I did this by tying a knot onto the pipe cleaner near where it happened and pushing the thread
end inside of the layers of the scarf. Then I got a new piece of floss, tied a knot at
the end, and started it right on top of the last stitch I made… otherwise, there was
a hole along the side and I didn’t like the way that looked. Feel free to test out
other ways to do this more seamlessly. Once you reach the end, tie a little knot
along the side of your last blanket stitch so it stays up straight. Then, we’re going
to sew a line of running stitches across the scarf one inch from the end where we’ll
be cutting the fringe later.
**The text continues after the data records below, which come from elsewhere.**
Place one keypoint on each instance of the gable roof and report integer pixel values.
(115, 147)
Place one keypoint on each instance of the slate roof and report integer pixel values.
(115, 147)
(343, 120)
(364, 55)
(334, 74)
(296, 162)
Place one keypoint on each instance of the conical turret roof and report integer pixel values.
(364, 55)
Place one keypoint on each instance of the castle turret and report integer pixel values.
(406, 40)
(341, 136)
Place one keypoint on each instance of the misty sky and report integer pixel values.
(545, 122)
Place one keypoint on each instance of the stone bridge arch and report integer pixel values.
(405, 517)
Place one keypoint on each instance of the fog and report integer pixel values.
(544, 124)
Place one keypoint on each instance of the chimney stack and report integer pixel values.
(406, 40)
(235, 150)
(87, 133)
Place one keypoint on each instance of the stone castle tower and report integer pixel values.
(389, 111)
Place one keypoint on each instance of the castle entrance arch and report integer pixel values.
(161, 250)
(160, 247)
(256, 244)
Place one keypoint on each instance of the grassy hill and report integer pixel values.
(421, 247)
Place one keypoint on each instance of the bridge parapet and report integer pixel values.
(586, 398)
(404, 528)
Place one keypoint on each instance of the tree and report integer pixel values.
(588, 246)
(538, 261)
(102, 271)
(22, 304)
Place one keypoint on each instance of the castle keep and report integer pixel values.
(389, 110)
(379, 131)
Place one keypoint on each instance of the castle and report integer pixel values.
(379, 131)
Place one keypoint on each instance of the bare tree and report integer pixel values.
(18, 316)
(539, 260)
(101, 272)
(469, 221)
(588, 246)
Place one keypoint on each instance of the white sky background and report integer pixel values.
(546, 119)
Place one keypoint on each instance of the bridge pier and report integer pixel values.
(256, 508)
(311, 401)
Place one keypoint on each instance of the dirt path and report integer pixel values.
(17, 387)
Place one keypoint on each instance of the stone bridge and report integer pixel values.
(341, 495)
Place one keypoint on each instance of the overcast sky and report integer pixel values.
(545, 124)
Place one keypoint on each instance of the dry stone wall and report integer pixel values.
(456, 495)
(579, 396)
Push your needle between the layers of felt and up through
the front piece to start, pull the pin out if you need to, then stitch in an up and down
motion like this all the way across. When you get to the other side, make sure
that your last stitch is coming up from the back, then you’ll be in the perfect place
to continue your blanket stitch up the other side. If your pipe cleaner pokes out at any
point, just push it back in before you continue stitching. We’re getting so close to finishing this
project! Once you’ve finished your blanket stitches, sew one last row of running stitches
across the other end of the scarf – one inch from the end just like we did before. Then
you basically just have to figure out where to tie a knot to keep it all together. I tied
mine along the side, attached to the first blanket stitch we made earlier. Then, to hide the excess thread, I pushed
the needle between the layers of fabric and out on the back of the scarf to hide it, then
trimmed off the piece that stuck out. Remove all of the pins, then all we have to do is
cut some fringe! Using these tiny Martha Stewart detail scissors,
which are exactly the perfect length for this, I cut thin strips along each end of the scarf
to simulate the yarn fringe you’d see at the end of a cozy knit scarf. If you don’t
have detail scissors, you can use longer ones, just try to stop your cuts at the same length
every time and be careful not to cut into the stitches we made earlier. And now we’re finished! This is what my
scarf looks like. To attach it to a plush toy, bend it around the toy’s neck and squeeze
it where you want it to stay like this and the pipe cleaners will lightly hold that position.
That way, you don’t have to sew it on to get it to stay and you can remove it and switch
it to another toy anytime you’d like! You could add one of these scarves to a stuffed
toy you give as a gift this season to make it a little bit more unique and even to give
a store-bought toy an added handmade touch! It’s like you’re dressing up someone’s
gift just for them! I love how this scarf turned out. It gives
this little guy a seasonal touch for the holidays and you can customize it however you want
by choosing different colors and even varying the embroidery design. If you decide to make
one yourself, i’d love to see how it comes out! send me a picture on twitter @laurenmyrtle
or use #laurenfairweather on instagram. I want to thank Simplicity for sponsoring
me on this video. It was such an easy project to make and it totally got me into the holiday
spirit! And if you do want to learn how to make this adorable fox plushie, be sure to watch
the video that I made over on simplicity’s channel where I’ll show you how to make it! Click
here to see that or check the video description for a link. Thanks for watching, happy holidays, and I’ll
see you soon.

32 thoughts on “DIY Snowflake Scarf for a Stuffed Toy

  1. did you make Captain Adorable there from basic quilting cotton? I love the choice of the simple print, super adorable!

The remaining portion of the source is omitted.